By repeatedly refusing to establish an independent Inspector General (IG) over CalPERS, and by recently killing SB 1319 (the Private Equity Sunshine Act), lawmakers chose Wall Street billionaires over millions of public servants.

Government’s failure to audit CalPERS or support an independent watchdog, resulted in the Retired Public Employees’ Association of California (RPEA) crowdfunding a forensic investigation. Conducted by Benchmark Financial Services, the groundbreaking report delivers a detailed, ironclad solution: California must immediately establish an independent IG with full subpoena power.

The report exposed that the CalPERS Board of Administration is fundamentally unequipped to handle a half-trillion-dollar portfolio. Board members are not required to have any background, credentials, or expertise in finance. To qualify for election, a candidate merely needs to be an active member of a CalPERS-covered public agency.

The public record reveals the board’s embarrassing lack of financial understanding during meetings, making it remarkably easy for staff and private equity managers to sweep complex issues under the rug. This glaring absence of technical expertise creates the perfect breeding ground for mismanagement, corruption, and a culture of growing secrecy.

The report shows CalPERS squandered billions of dollars by choosing high-fee, predatory private equity over transparent public stock indexes. Furthermore, independent consultants meant to guard the fund are heavily conflicted. For instance, CalPERS’ primary investment consultant, Wilshire Advisors, is owned by the private equity ecosystem, with Apollo Global Management holding a massive stake in its parent company.

As public scrutiny intensified, CalPERS has increasingly weaponized the Public Records Act (PRA) to evade transparency. CalPERS routinely uses PRA exemptions to block journalists, retirees, and financial watchdogs from accessing critical data for fee structures and underlying assets.

The consequences of this unpoliced gambling are staggering. Assemblymember Carl DeMaio recently drew national attention to a massive CalPERS financial disaster, blasting the fund for hiding a staggering $3-billion loss stemming from failing Environmental, Social, and Governance (ESG) investments. DeMaio slammed CalPERS leadership for its lack of transparency and mismanagement.

The Legislature could have improved things with SB 1319. Co-authored by Senators Dave Cortese and María Elena Durazo, the bill sailed through the Senate Judiciary Committee with strong bipartisan support. It required public pensions to disclose hidden fees, underlying assets, and performance benchmarking. Yet, the California Legislature quietly killed SB 1319 in the Senate Appropriations Committee.

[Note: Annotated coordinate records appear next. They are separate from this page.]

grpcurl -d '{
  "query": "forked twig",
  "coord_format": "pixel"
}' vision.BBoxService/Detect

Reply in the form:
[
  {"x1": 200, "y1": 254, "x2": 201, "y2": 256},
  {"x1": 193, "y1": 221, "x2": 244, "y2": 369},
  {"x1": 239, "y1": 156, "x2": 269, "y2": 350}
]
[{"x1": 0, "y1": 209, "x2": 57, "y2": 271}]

CalPERS executives aggressively fought the bill. They deployed the hypothetical absurdity that requiring basic transparency would cause Wall Street to abandon California, and place the fund at a competitive disadvantage. This narrative is laughably false. Wall Street is never going to walk away from a half-trillion-dollar pool of public capital simply because retirees want to know what they are paying in fees.

CalPERS’ performance metrics show it stands near the bottom. Fully funded state pension systems provide ironclad security for their workers.Yet California’s public pension system languishes with a low funded status. States like Tennessee, Washington, and South Dakota achieve top national rankings by maintaining strict accountability and avoiding high-fee alternative asset traps.

In the private sector, workers are protected by the Employee Retirement Income Security Act (ERISA), a strict federal framework that mandates total transparency and imposes personal liability on fiduciaries for mismanagement. Public pensions are explicitly exempt from this framework. Sacramento refuses to enact a state-level equivalent prefering the convenience of an unpoliced fund.

Does the Legislature even understand what happens when local governments cannot cover their pension liabilities? Look no further than the catastrophic bankruptcy of the City of Stockton, California, which unraveled due to mounting, unpayable pension obligations. When underperforming investments crash and funding gaps widen, municipal budgets implode, triggering a devastating chain reaction across local communities. Property taxes, sales taxes, and local fees spike to plug massive financial deficits. Funding for public safety, road repairs, libraries, and parks is stripped away to keep up with rising pension debt. Hardworking public servants face devastating benefit cuts, wiping out their financial security.

We need the IG for public pension systems and we need to tell the Legislature choosing Wall Street over Main Street brings severe financial consequences.

Dev Berger is a retired public employee, health policy consultant and published writer who lives in Sacramento.